Dakhil, a member of the Iraqi parliament who has led the effort to raise awareness of the mass killings of her people at the hands of the Islamic State terrorist group also known as ISIS, is slated to receive the prize Feb. 8 in the U.S. Capitol.

Her travel visa had been nullified by President Donald Trump’s executive order signed last week placing a temporary travel ban on citizens of seven Muslim-majority countries, including Iraq.

A federal judge in Seattle on Friday issued a temporary nationwide restraining order which immediately halted Trump’s immigration order and travel ban. Early on Sunday, a U.S. Court of Appeals for the 9th Circuit in San Francisco denied a request by the U.S. Department of Justice to restore the travel ban.

Lantos was a prominent advocate for human rights during his nearly three decades in office.

Katrina Lantos Swett, the daughter of the late Democratic congressman from California, serves as president of the Lantos Foundation, which confers the Lantos Human Rights Prize. She said last week in a statement: “My father, the late Tom Lantos, came to this country as a penniless immigrant and went on to become the only Holocaust survivor ever to serve in Congress. When we deny entry to all citizens of Muslim majority countries, we disrespect our fundamental American values – indeed, the values that truly make America great.
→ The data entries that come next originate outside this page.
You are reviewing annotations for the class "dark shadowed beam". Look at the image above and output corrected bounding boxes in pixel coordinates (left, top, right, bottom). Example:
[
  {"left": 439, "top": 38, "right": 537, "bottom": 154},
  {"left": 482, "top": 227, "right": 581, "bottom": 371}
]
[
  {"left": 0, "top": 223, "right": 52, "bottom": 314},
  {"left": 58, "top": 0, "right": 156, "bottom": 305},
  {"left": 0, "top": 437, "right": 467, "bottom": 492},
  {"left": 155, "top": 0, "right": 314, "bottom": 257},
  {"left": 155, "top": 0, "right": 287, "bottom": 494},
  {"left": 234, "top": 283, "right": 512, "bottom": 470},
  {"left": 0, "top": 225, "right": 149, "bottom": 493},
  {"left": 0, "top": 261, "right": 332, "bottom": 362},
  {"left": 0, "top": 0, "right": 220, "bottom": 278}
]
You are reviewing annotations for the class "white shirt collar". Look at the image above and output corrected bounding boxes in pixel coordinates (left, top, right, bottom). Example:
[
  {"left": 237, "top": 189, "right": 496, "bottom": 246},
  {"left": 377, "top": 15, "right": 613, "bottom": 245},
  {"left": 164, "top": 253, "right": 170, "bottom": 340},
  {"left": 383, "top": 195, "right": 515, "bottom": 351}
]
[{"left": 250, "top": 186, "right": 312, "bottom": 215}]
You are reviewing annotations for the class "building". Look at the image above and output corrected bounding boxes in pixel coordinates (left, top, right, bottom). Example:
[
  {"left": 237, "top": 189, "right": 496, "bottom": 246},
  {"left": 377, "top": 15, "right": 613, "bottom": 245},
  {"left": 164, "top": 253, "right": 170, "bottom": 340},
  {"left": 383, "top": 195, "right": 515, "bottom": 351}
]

When we have to question whether a hero like Vian Dakhil, who has risked her life to fight the genocidal terrorists of ISIS, will be allowed into our country to receive a human rights prize in the shadow of the Capitol dome, we should all be deeply concerned.”

Prior recipients of the prize named for him include the late Israeli President Shimon Peres; Hillary Clinton, the former secretary of state who lost to Trump in the 2016 presidential election; the Dalai Lama; and Elie Wiesel, the late Holocaust memoirist and Nobel Peace Prize laureate.